Mma Ramotswe wins the election. At her first, and only, council meeting two days later, the main agenda item is the Big Fun Hotel. After heated debate, the vote splits evenly until Mma Ramotswe, who momentarily forgot she had a vote, casts the deciding ballot against the hotel. The chairman and several supporters resign immediately, dissolving the council, but the Big Fun Hotel has been stopped. Her political career lasts only a few days, ending after one council meeting, and she is relieved to be "an ordinary citizen again."
Dr. Marang and Constance visit to report that Mma Lelotong compelled Eddie to apologize, sell his car, and pay compensation. Dr. Marang has also arranged for Eddie to teach basketball to young people through a youth project, his height making him well suited. Mma Ramotswe affirms that everyone deserves a second chance.

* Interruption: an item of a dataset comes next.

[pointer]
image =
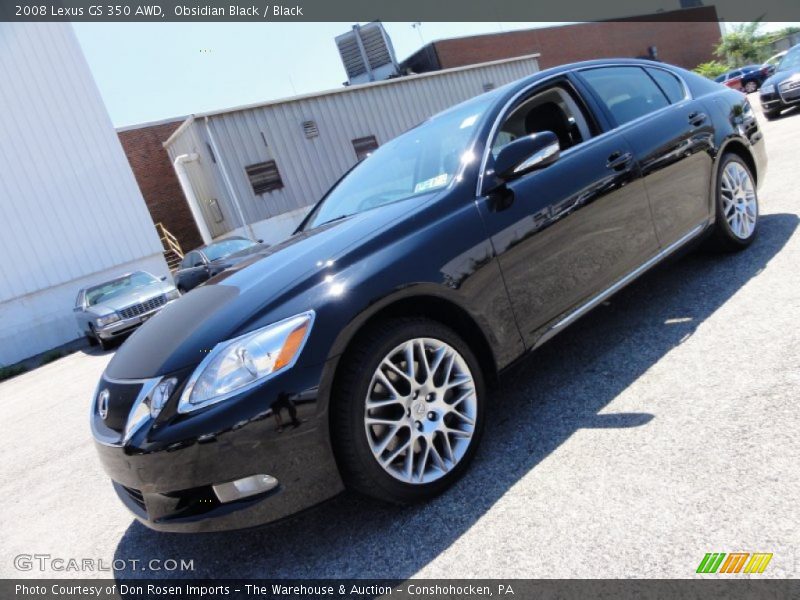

The novel closes with a celebratory picnic at a dam. Mma Potokwane brings children from the Orphan Farm, including Mpilo, who is transformed: bright, communicative, and smiling. New shoes Mma Potokwane bought him sparked the change. Charlie shares that he has contacted Queenie-Queenie, who is willing to see him again, and he has been invited to meet her parents. Lying on a rug under the acacia trees, Mma Ramotswe thinks of her father tending cattle in heaven and reflects that love returned to the one who gives it is like the first rain, "which washed away the pain and sadness of the world."